Guidelines for reform
This changing behavior must be reflected in how the public service mandate is defined. In his new analysis “Postal Services: Relevance over Nostalgia”, Christoph Eisenring outlines a forward-looking vision for postal services in 2030 and beyond. The analysis highlights where state involvement is still needed, and where the market or technologies can offer better alternatives. In concrete terms, this entails the following for each area:
- Letters:
With letter volumes down to just two per week per person, daily delivery is increasingly hard to justify. Starting in 2030, non-priority (B Mail) service should be sufficient to meet the public service mandate. This would still ensure delivery at least twice a week. Priority (A Mail) would become a premium, market-based product. - Parcel delivery:
E-commerce has raised expectations: next-day delivery and uniform national pricing are now standard. Given that the Swiss Post faces full-fledged competition in this segment, there is no longer a need for regulation. As of 2030, the parcel market should be fully liberalized. - Payment services:
Both analog and digital payment options are widely available through banks. The key is ensuring universal access to a basic account and a digital payment method. If that cannot be guaranteed by the market, the federal government should issue a public tender ensuring cost transparency and fair competition. - Post office locations:
Post offices have accumulated CHF 1.1 billion in losses over the past ten years. But that need not continue. Agencies, home delivery services, and automated parcel stations can act as access points. Outdated rules requiring staffed locations in cities or in every planning region should be dropped. - Newspaper delivery:
In today’s digital era, access to news no longer depends on home delivery of print newspapers. Media policy is overdue for modernization. If the daily delivery obligation is to be maintained for political reasons, it too should be subject to open competition and transparent compensation.
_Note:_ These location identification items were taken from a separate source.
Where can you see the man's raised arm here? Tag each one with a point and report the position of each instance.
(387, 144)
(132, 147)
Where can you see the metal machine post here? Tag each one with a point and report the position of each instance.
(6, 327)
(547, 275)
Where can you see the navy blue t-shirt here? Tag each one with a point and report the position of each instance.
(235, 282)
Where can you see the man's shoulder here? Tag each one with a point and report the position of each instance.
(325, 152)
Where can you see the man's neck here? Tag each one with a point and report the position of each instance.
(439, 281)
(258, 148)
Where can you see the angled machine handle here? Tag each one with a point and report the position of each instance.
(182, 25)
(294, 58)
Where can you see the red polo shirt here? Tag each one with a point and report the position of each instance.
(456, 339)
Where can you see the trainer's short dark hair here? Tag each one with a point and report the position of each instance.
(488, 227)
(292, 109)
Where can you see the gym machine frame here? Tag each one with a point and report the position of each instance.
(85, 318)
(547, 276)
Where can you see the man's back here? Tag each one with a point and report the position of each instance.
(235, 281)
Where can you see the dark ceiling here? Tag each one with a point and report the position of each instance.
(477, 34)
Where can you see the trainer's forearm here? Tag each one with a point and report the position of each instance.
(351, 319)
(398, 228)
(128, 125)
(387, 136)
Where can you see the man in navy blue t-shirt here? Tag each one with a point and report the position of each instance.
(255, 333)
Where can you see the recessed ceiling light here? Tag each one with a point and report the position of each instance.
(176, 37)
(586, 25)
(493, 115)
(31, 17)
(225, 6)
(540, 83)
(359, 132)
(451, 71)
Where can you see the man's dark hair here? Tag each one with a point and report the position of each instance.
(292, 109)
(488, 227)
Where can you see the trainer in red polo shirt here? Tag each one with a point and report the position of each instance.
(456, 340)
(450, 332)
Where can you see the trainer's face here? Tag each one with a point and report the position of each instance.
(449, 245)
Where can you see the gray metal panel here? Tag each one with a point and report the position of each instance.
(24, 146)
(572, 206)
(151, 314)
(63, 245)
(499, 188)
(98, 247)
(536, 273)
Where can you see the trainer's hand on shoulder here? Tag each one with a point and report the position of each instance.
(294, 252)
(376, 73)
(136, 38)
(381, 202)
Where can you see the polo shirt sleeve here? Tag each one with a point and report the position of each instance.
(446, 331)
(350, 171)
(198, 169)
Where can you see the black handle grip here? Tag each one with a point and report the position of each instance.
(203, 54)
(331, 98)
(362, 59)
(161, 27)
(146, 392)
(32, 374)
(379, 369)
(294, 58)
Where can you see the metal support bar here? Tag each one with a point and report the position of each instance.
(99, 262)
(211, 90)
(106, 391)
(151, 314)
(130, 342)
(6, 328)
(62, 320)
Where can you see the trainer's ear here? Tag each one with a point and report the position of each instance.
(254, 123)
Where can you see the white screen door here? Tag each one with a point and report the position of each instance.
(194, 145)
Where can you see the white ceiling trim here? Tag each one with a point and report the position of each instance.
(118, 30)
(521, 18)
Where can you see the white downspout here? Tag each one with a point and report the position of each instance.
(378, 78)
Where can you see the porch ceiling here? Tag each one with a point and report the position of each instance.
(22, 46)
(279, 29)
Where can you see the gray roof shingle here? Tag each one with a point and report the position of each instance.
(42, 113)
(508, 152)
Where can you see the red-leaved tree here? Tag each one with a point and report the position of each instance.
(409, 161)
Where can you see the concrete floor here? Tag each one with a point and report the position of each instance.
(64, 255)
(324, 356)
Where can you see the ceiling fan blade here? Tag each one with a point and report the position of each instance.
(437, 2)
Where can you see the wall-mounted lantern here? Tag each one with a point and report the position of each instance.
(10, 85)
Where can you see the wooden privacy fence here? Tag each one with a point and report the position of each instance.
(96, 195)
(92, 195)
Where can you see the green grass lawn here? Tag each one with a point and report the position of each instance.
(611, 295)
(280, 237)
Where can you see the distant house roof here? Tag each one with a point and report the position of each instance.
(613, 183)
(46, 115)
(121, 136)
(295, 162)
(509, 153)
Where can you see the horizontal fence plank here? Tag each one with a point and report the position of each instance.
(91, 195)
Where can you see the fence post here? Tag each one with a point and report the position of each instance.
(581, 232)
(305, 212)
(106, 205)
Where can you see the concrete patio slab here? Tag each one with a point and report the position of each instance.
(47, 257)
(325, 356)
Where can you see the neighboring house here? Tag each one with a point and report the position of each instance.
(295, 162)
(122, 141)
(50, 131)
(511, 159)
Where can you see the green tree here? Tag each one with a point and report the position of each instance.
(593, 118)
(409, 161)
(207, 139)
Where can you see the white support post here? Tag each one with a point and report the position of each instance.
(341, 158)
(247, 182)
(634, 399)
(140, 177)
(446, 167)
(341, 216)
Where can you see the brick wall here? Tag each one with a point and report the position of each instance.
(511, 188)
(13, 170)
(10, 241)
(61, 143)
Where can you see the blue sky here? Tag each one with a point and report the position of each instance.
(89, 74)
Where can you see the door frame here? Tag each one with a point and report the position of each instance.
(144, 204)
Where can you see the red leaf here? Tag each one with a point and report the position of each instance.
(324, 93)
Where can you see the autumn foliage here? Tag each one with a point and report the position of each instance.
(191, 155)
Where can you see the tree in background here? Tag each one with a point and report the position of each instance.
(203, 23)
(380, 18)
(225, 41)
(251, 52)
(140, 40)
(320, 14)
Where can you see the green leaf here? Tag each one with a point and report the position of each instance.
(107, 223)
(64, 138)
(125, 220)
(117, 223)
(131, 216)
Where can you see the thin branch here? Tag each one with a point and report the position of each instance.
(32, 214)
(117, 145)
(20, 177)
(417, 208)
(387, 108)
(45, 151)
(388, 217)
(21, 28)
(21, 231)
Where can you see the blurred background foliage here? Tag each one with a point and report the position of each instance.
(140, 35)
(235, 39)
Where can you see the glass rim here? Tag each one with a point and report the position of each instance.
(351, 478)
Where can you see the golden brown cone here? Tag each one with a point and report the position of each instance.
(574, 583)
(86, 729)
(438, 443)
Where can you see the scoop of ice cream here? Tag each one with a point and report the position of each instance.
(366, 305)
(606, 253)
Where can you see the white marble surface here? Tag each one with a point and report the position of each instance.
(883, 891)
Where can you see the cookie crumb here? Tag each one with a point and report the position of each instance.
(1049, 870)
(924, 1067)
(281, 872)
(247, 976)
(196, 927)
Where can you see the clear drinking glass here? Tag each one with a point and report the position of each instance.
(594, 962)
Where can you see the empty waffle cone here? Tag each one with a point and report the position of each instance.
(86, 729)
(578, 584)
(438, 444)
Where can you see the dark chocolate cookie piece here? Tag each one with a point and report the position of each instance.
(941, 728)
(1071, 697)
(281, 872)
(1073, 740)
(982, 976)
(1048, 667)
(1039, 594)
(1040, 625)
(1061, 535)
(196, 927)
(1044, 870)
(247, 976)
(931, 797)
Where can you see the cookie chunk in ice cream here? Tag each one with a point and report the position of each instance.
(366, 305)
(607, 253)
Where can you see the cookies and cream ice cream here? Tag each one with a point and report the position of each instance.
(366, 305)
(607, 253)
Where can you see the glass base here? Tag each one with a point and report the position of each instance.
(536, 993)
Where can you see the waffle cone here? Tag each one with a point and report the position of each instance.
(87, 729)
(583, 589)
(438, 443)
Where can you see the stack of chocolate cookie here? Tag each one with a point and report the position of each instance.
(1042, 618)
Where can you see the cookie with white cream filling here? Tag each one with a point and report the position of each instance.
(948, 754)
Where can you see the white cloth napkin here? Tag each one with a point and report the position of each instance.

Focus on reforming the analog, not expanding the digital
The goal of these measures is clear: to keep postal public services both relevant and financially viable well beyond 2030. What would be a mistake, however, is to respond to declining mail volumes by simply adding digital services to the mandate. In digital services, the market leads and the national infrastructure is already ensured via telecom public service.
Rather than pivoting to digital as a reflex, policymakers should focus on thoughtfully modernizing the analog public service. Postal services continue to connect communities and regions across Switzerland. That role remains meaningful, but only if we resist both digital quick fixes and romanticized nostalgia. What is needed is the courage to modernize what is analog.